After Eton, where he was proud to be chosen as a Fellow (or member of the governing body) from 1956 to 1967 and about which he took more than an ornamental interest, John Hope went to Christ Church, Oxford, where he read Greats and excelled as a middle-distance and mile runner. He had what Conservative MPs of the early 1960s would call "a good war". Fortunate to be one of the Scots Guards who somehow got out of Norway after the fiasco at Narvik in 1940, Hope was one of the first to land at Salerno and Anzio, being mentioned twice in dispatches.

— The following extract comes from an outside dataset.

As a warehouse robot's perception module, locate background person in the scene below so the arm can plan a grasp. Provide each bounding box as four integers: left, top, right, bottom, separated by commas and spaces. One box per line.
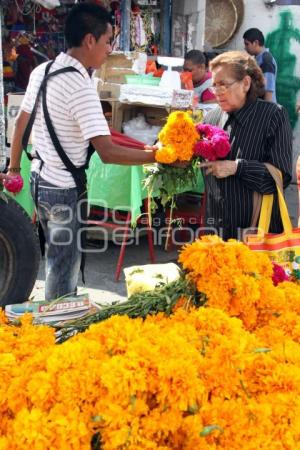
8, 3, 155, 300
201, 51, 292, 239
243, 28, 277, 103
183, 50, 216, 103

In the 1945 election he came home in uniform and in the Labour landslide won North Midlothian and Peebles. In 1958-59 I was the Labour candidate for Peebles and was repeatedly told not only by knitwear firms such as Ballantyne's but by many householders that John Hope had been a most kind and caring MP. He had gone to enormous lengths to immerse himself in the problems of the woollen industry and also the paper industry which was so important in those days to Midlothian.

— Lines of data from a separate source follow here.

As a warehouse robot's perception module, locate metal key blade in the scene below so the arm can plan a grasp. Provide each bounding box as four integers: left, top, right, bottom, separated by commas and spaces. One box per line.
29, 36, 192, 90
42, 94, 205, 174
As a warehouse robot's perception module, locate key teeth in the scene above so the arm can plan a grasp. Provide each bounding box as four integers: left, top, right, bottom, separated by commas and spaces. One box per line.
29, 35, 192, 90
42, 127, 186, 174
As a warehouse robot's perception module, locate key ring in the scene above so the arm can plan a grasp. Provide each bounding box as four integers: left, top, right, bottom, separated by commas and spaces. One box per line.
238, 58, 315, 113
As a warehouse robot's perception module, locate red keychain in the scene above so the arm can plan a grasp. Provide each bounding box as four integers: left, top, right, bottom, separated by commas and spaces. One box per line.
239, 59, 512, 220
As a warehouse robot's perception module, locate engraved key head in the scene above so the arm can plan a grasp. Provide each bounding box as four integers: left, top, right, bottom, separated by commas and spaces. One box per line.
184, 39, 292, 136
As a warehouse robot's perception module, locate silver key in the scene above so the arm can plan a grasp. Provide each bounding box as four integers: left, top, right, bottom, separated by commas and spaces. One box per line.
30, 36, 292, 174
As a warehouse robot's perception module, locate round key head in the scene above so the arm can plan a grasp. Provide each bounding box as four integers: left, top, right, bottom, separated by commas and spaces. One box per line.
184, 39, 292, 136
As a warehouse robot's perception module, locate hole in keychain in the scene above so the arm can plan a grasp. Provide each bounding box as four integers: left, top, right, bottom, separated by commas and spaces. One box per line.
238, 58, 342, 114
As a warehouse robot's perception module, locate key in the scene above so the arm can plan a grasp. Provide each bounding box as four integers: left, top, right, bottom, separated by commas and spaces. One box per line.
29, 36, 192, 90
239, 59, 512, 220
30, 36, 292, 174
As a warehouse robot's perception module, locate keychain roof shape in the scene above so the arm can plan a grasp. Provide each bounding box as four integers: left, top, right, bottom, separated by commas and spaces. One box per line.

John Hope was one of a limited number of Conservative MPs in the 1945- 50 Parliament who kept the Opposition being an opposition. Lord Boyd- Carpenter, the then MP for Kingston-upon-Thames, says: "He was one of a small band who night after night challenged the Labour government. He was very effective, particularly on economic subjects."

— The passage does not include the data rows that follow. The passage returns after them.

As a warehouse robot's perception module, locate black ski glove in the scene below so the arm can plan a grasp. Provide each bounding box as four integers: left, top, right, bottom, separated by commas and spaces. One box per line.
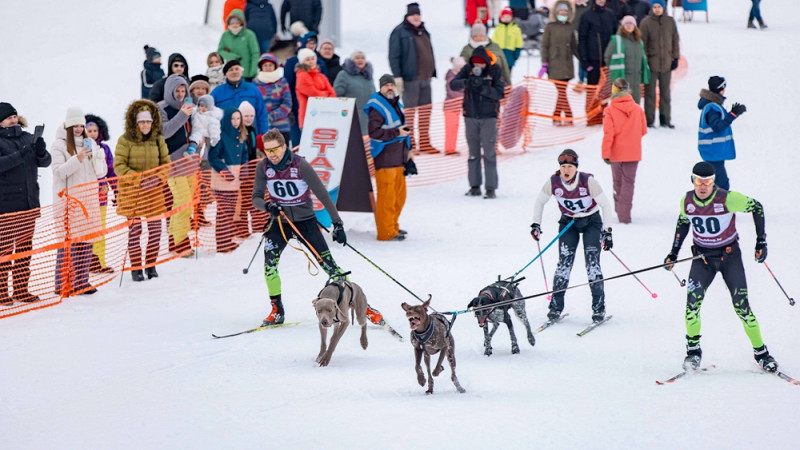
756, 236, 767, 263
403, 159, 419, 176
664, 251, 678, 270
531, 223, 542, 241
600, 228, 614, 251
331, 222, 347, 245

On boundary reorganisation Hope inherited the prosperous Edinburgh seat of Pentlands. Last year, when Douglas Hurd resigned as Foreign Secretary and Malcolm Rifkind succeeded, Glendevon said that he was delighted that an MP for Pentlands had become Foreign Secretary - the position he himself had craved all those years ago.
As Joint Parliamantary Under-Secretary for Foreign Affairs from October 1954 to November 1956 and in the Commonwealth Office from 1956 to 1957 he took a special interest in relations with India and Pakistan, believing it important that British ministers should make it clear at every opportunity that the umbilical cord had been broken, but that Britain's cultural and affectionate relationship with the former Indian Empire should go from strength to strength.
After a well-remembered period at the Scottish Office Hope became Minister in charge of the Office of Public Buildings and Works in Macmillan's Cabinet until he was so suddenly ejected.
Not sparing a moment to sulk, he threw himself into his own interests, becoming Chairman of the Royal Commonwealth Society and then an active member of the Historic Buildings Council for England under the chairmanship of his erstwhile Permanent Secretary Sir Edward Muir. Muir has stated in public and private that Hope was one of the most decisive, effective and know-ledgeable ministers that a department could wish to have in charge.
Tam Dalyell
John Adrian Hope, politician and businessman: born 7 April 1912; MP (Conservative) for North Midlothian and Peebles 1945-50, for Pentlands 1950-64; Joint Parliamentary Under- Secretary for Foreign Affairs 1954-56; Parliamentary Under- Secretary for Commonwealth Relations 1956-57; Joint Parliamentary Under-Secretary for Scotland 1957-59; Minister of Works 1959-62; PC 1959; Chairman, Royal Commonwealth Society 1963-66; created 1964 Baron Glendevon; chairman Ciba- Geigy 1967-71, deputy chairman 1971-78; Chairman, Historic Buildings Council for England 1973-75; married 1948 Elizabeth Maugham (two sons); died 17 January 1996.